Membrane inlet mass spectrometry was used to monitor dissolved gas concentrations (CO2, CH4 and O2) in a mesotrophic peat core from Kopparås, Sweden.
1 A comparison of depth profiles (down to 22 cm) with an ombrotrophic peat core (Ellergower, SW Scotland) investigated previously, revealed major differences in gas concentrations. Thus methane reached concentrations more than twice as high (800 μM) at depths greater than 12 cm in the Kopparås core. As shown previously, the primary determinant of the depth of the oxic zone is the level of the water table. Whereas in the Scottish cores, mass spectrometric detectability of O2 was confined to the first 3 cm below this level, in the Swedish core penetration of O2 was greater (7 cm). CO2 profiles were similar in cores from both locations.
2 A thick layer of Sphagnum mosses dominated the plant cover of the Swedish peat core. A poorly developed deep root system, as distinct from that of the vascular plant cover in Scottish cores, diminished gas exchange rates, and presumably aerobic methane oxidation at depth around roots. These characteristics may contribute to the development of discontinuities in gas profiles at depths greater 15 cm as upward gas transport is established predominantly by diffusion and/or ebullition in the Swedish core.
3 Monitoring gas concentrations at the peat surface and at 2 cm depth after changing water tables showed a delayed response of approximately 4 days as a result of the high water content and moisture-regulating capacity of mosses.

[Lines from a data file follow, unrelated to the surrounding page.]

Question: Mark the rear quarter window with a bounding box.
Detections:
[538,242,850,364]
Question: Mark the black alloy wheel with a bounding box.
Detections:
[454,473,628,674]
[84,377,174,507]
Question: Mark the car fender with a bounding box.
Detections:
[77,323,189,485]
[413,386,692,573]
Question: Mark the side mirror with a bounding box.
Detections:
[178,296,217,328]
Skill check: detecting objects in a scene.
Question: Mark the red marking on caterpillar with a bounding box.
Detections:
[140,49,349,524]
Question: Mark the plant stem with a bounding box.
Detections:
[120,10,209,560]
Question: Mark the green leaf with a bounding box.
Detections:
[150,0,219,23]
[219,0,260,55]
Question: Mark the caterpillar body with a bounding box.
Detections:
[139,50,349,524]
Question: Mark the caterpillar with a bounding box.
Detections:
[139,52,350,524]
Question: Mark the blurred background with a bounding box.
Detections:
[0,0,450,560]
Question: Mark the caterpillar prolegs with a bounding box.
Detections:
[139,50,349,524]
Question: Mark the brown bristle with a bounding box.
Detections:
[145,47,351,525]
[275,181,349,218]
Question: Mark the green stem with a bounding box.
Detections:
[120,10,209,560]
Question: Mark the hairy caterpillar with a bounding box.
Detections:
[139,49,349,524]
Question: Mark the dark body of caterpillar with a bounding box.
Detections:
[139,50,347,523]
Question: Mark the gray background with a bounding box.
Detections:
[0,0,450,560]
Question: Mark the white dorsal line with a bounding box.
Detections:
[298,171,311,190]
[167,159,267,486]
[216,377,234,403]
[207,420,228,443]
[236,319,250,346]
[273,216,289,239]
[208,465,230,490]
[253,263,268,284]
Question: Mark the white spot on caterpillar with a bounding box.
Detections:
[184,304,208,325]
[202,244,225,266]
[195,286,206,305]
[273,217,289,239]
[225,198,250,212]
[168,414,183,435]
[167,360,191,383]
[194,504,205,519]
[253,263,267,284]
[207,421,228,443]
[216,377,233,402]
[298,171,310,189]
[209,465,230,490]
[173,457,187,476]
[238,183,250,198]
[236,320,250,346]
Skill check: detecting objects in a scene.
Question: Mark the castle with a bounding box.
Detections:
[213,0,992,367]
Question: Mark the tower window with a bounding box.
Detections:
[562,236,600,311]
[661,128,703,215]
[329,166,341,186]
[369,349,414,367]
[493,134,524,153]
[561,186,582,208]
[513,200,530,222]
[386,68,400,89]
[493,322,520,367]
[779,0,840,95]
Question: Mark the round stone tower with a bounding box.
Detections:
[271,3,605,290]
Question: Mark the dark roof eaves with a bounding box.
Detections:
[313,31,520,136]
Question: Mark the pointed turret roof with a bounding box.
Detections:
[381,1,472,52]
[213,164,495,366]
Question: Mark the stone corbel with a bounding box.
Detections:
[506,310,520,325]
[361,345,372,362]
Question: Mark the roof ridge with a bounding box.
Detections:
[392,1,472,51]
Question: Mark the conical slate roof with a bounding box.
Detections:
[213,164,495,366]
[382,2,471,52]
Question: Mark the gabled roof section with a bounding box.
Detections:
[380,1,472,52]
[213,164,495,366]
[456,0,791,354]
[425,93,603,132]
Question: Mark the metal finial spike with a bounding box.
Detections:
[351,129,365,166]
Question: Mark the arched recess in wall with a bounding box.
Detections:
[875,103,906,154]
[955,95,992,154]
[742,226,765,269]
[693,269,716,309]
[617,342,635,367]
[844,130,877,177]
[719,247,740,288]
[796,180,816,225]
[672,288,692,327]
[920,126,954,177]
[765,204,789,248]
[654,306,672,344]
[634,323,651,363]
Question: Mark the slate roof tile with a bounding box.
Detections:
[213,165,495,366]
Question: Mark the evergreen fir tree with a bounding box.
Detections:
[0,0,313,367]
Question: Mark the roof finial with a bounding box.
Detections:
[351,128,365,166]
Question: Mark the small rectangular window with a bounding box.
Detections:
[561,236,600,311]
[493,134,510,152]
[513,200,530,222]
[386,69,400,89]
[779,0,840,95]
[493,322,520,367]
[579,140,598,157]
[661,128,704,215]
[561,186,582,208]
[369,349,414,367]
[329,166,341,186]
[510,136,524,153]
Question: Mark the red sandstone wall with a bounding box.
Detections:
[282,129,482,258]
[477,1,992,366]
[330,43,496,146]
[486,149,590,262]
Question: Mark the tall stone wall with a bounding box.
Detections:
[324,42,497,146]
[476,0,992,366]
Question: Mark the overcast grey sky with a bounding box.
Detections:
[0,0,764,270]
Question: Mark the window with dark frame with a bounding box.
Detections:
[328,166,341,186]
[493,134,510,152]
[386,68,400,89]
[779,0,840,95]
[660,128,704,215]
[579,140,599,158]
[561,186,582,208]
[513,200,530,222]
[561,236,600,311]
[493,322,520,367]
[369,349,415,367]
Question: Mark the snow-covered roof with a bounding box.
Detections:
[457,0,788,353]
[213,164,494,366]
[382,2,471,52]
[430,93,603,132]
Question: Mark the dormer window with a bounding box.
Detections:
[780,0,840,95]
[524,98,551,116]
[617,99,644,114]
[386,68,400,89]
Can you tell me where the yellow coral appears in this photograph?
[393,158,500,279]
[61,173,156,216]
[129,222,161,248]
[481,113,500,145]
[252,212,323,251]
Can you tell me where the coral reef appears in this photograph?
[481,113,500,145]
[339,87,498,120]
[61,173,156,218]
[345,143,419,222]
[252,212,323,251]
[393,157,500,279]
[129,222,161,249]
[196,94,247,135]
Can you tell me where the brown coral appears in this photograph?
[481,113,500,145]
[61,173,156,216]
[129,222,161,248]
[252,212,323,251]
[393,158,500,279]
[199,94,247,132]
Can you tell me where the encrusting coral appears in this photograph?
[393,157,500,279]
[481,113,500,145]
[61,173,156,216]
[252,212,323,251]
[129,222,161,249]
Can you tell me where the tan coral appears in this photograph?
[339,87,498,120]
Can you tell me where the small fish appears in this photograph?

4 Recovery processes at 2 cm depth after raising the water table revealed final production rates of dissolved CO2 and CH4 in the peat pore water between 0.8 and 4.4 μmol h−1 L−1 and between 0.1 and 1.7 μmol h−1 L−1, respectively. Higher production rates were found during the day, indicating a diurnal rhythm due to plant photosynthetic activity even at the low values of photosynthetically active radiation (PAR: 110 μmol s−1 m−2) used in the experimental set-up.
5 In the water-logged mesotrophic Kopparås core changes of dissolved gas concentrations (DGC) at 3 and 14 cm depth were surface temperature-dependent rather than light dependent. This suggests that changes of air temperature alters the covering vegetation to increase the conductivity for dissolved gases through vascular plants and to facilitate gas transport by diffusion and/or ebullition.